И что только эта страна делает с человеком! У себя на родине он был первый мастер, артист, можно сказать, в меСельном деле. Его изделия славились на всю округу. Правда, новую мебель ему заказывали редко. Чаще всего приходилось возиться с рухлядью, циклевать и заново полировать старые шкафы. Что ж, местечко бедное, кому там нужна порядочная мебель? Но уж когда попадалась в руки настоящая работа - новый комод для молодой четы, новый гардероб или письменный стол для помещика, - о, тут Хаим показывал, чего он стоит! "Это работа Хаима-весельчака", - говорили таким тоном, каким говорят: "Это павловская мебель". Сколько сил, сколько души вкладывал он в свою работу! А здесь? Стоишь с раннего утра до позднего вечера в этой чертовой мастерской и строгаешь, строгаешь доски... Ни ума эта работа не требует, ни смекалки, ни души, ни сердца - ничего! Только и слышишь: "Скорее!
Хари ап!" - и больше от тебя ничего не надо.
Что будет с детьми? - спрашивает Гнеся. А здесь что их ждет? Еще станут, не дай бог, такие же, как здешние.
Там они растут славными ребятишками, Берл хорошо учится, младшие тоже удались, тихие, послушные, воспитанные.
"Люди их благословляют, - пишет Гнеся. - И правда, хоть молись на них, такие они добрые, славные..." А здешние дети? Уличное хулиганье, наглые, дерзкие. Отца с матерью не признают, старших не уважают, делаю! что их душеньке угодно!
А одиночество! Кто здесь слышал о Хаиме, кто его знает?
Дома каждому было известно, что "Хаим-весельчак - это Хаим-весельчак". Искусным мастером называли его, а это что-то да значит. Хоть и мастеровой, а все-таки не последний человек в местечке. Его любили в компании, на все праздники приглашали, он в симхас-тойре [Симхас-тойре - еврейский религиозный праздник, во время которого принято веселиться и плясать] у первого богача, у Нейцайта, отплясывал вместе с самыми уважаемыми людьми. И не честь была ему дорога, - за честью он никогда не гнался, - просто он чувствовал себя человеком.

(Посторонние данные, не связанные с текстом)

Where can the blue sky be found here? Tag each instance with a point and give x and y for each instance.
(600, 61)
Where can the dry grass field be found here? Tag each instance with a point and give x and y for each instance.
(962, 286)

Он был кем-то. А здесь он кто? Никто. Песчинка на морском берегу. Хаим? Что за Хаим, кто такой Хаим? Не знаем и знать не хотим. Да он уже и не Хаим - он Хейман.
Даже имя свое потерял, Хейманом стал на старости лет!
Но хуже всего то, что человек теряет здесь самого себя.
Нечего греха таить, он уже не тот, что бывало. Безбожником он, сохрани господь, не сделался и социалистом тоже, поста в судный день не нарушит, а все-таки он не прежний, веры прежней нет. Дома он жил по завету: бог дал день - даст и пищу. Никогда не горевал и не страшился завтрашнего дня, наоборот, всегда, бывало, твердит Гнесе: "Не бойся, господь наш отец, детей своих не оставит". А здесь?